Department of Neurology, University of Massachusetts Medical School, Worcester, MA 01655, USA.
Cells. 2021 Jan 28;10(2):249. doi: 10.3390/cells10020249.
Since the discovery of the chromosome 9 open reading frame 72 () repeat expansion mutation in 2011 as the most common genetic abnormality in amyotrophic lateral sclerosis (ALS, also known as Lou Gehrig's disease) and frontotemporal dementia (FTD), progress in understanding the signaling pathways related to this mutation can only be described as intriguing. Two major theories have been suggested-(i) loss of function or haploinsufficiency and (ii) toxic gain of function from either repeat RNA or dipeptide repeat proteins (DPRs) generated from repeat-associated non-ATG (RAN) translation. Each theory has provided various signaling pathways that potentially participate in the disease progression. Dysregulation of the immune system, particularly glial cell dysfunction (mainly microglia and astrocytes), is demonstrated to play a pivotal role in both loss and gain of function theories of pathogenesis. In this review, we discuss the pathogenic roles of glial cells in ALS/FTD as evidenced by pre-clinical and clinical studies showing the presence of gliosis in ALS/FTD, pathologic hallmarks in glial cells, including TAR DNA-binding protein 43 (TDP-43) and p62 aggregates, and toxicity of glial cells. A better understanding of these pathways can provide new insights into the development of therapies targeting glial cell abnormalities in ALS/FTD.
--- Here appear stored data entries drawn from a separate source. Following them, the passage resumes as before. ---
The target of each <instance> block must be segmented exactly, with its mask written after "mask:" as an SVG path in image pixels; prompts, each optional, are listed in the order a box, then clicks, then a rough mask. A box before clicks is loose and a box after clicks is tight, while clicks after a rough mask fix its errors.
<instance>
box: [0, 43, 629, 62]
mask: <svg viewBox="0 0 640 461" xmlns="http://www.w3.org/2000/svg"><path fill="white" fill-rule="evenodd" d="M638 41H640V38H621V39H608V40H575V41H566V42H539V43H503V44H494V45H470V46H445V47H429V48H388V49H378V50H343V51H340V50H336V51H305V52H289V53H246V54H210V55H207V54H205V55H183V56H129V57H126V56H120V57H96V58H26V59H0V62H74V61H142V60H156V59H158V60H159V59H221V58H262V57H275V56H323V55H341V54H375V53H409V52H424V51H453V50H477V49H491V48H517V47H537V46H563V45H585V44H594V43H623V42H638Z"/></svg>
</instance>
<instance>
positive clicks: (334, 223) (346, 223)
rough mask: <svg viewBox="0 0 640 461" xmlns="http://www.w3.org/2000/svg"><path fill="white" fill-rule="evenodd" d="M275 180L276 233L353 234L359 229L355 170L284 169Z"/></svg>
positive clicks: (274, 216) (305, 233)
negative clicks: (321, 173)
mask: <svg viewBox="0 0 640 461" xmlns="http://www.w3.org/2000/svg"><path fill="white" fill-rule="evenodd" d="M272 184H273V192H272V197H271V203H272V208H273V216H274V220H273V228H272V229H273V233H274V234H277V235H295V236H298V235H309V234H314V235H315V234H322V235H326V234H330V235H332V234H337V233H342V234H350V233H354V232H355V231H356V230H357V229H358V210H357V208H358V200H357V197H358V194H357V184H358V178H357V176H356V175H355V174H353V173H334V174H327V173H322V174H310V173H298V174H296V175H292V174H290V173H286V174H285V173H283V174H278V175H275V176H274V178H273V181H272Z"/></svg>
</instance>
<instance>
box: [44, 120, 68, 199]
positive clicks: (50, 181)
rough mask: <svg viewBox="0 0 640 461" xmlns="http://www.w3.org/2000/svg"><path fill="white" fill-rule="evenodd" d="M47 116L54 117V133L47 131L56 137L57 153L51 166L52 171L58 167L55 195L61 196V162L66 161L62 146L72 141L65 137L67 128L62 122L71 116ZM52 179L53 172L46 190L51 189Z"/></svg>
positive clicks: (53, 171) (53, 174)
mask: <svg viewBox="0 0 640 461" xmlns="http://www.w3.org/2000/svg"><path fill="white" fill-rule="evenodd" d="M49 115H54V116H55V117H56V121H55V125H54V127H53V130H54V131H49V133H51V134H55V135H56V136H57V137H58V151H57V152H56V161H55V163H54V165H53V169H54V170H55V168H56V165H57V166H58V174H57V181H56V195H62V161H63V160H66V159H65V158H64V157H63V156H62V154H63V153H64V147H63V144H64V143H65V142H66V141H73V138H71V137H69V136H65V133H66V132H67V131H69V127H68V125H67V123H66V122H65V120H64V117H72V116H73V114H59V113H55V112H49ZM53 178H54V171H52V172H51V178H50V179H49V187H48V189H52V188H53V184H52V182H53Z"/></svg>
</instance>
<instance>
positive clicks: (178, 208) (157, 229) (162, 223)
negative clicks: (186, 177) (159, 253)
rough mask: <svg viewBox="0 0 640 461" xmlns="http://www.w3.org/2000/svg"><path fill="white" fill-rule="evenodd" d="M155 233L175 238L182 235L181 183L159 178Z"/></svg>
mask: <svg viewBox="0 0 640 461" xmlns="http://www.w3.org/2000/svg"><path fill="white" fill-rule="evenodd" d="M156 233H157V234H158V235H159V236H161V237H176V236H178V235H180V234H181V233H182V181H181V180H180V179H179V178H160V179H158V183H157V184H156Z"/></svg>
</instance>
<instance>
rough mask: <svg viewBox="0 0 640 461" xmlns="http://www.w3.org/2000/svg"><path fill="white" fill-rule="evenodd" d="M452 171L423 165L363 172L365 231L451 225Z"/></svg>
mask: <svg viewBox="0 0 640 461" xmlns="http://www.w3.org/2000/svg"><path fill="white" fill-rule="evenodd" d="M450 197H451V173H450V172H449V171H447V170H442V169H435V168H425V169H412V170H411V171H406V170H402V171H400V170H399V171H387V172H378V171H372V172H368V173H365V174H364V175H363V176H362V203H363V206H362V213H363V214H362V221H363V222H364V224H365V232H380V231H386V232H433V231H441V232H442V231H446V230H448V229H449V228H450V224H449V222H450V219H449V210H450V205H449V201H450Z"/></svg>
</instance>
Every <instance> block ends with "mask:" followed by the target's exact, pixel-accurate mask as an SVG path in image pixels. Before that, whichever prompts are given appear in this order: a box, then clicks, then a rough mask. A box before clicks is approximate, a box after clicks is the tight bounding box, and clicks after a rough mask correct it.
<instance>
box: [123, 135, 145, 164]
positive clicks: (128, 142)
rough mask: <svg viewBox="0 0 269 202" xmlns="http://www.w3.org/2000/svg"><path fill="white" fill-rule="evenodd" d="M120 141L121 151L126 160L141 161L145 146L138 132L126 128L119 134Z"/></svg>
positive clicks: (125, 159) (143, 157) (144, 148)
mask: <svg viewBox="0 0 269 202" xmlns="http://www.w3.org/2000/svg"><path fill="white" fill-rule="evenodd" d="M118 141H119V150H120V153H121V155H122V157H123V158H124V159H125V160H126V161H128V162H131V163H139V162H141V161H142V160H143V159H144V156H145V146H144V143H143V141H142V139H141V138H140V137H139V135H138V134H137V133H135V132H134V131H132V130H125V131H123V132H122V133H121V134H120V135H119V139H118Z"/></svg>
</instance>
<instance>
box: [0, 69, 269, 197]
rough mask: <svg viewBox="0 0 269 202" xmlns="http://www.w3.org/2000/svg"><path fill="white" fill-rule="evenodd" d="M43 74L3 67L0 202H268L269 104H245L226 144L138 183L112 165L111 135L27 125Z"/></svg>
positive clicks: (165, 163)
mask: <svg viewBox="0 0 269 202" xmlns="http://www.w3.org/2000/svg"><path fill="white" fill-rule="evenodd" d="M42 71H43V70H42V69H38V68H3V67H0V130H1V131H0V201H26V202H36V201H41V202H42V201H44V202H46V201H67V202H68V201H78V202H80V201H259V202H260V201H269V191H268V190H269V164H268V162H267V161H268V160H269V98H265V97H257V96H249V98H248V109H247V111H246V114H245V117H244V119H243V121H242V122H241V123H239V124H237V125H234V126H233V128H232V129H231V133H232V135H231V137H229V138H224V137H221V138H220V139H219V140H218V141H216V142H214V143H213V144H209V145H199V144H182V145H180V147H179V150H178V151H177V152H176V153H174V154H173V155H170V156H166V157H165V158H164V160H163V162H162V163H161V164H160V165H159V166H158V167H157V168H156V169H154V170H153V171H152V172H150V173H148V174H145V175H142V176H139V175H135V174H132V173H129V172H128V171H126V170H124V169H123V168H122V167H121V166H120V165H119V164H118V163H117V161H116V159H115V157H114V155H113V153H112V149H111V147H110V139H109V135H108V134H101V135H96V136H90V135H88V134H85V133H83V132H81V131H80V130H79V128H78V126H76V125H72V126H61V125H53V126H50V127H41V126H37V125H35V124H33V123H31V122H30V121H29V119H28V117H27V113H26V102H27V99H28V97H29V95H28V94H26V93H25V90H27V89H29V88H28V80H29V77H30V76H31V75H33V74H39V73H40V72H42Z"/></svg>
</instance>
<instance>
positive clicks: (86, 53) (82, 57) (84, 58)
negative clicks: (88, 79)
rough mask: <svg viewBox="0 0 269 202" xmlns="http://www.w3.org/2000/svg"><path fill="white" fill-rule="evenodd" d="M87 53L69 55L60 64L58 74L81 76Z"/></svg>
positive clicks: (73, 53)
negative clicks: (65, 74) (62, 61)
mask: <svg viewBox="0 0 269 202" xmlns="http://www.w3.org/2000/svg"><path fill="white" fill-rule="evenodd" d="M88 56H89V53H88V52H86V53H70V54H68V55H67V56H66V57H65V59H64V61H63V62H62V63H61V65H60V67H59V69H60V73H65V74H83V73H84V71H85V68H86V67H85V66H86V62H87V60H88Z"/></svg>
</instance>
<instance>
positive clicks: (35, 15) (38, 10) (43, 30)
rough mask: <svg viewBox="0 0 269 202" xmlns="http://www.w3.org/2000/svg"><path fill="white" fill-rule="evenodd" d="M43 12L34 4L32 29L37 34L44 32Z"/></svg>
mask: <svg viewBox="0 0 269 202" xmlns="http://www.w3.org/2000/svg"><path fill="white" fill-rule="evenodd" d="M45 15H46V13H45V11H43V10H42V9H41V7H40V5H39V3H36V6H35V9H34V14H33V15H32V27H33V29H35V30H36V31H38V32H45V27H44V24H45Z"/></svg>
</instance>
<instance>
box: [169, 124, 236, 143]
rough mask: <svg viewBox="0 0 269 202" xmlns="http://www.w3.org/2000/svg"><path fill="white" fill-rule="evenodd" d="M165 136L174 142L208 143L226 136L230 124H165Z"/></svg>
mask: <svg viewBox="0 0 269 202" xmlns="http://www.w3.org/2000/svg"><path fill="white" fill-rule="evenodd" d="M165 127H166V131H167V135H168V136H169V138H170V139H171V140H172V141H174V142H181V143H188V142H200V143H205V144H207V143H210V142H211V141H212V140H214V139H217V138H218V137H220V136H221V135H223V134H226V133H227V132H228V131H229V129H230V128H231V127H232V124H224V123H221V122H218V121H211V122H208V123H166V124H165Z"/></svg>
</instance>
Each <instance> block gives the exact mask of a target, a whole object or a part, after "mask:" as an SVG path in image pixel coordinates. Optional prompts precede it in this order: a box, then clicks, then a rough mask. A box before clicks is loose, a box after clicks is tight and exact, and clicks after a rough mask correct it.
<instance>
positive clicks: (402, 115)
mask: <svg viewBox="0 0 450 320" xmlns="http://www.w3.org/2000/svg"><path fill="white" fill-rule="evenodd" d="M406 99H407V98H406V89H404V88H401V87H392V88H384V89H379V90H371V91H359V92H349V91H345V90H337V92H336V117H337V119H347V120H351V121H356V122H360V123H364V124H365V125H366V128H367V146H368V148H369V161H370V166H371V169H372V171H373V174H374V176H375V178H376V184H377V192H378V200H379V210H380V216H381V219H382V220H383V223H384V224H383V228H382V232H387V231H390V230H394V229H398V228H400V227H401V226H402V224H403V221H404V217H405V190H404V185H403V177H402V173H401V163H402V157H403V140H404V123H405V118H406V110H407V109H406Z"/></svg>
自 2011 年发现染色体 9 开放阅读框 72()重复扩展突变是肌萎缩侧索硬化症(ALS,也称为卢伽雷氏病)和额颞叶痴呆(FTD)中最常见的遗传异常以来,人们对与该突变相关的信号通路的理解进展只能用“引人入胜”来形容。已经提出了两种主要理论-(i) 功能丧失或单倍不足和 (ii) 来自重复相关非 ATG(RAN)翻译的重复 RNA 或二肽重复蛋白 (DPR) 的毒性获得功能。每个理论都提供了各种可能参与疾病进展的信号通路。免疫系统失调,特别是神经胶质细胞功能障碍(主要是小胶质细胞和星形胶质细胞),被证明在 发病机制的功能丧失和获得功能理论中都发挥着关键作用。在这篇综述中,我们讨论了神经胶质细胞在 ALS/FTD 中的致病作用,临床前和临床研究表明 ALS/FTD 中存在神经胶质增生、神经胶质细胞中的病理特征,包括 TAR DNA 结合蛋白 43 (TDP-43) 和 p62 聚集体,以及神经胶质细胞的毒性。更好地了解这些途径可以为针对 ALS/FTD 中神经胶质细胞异常的治疗方法的开发提供新的见解。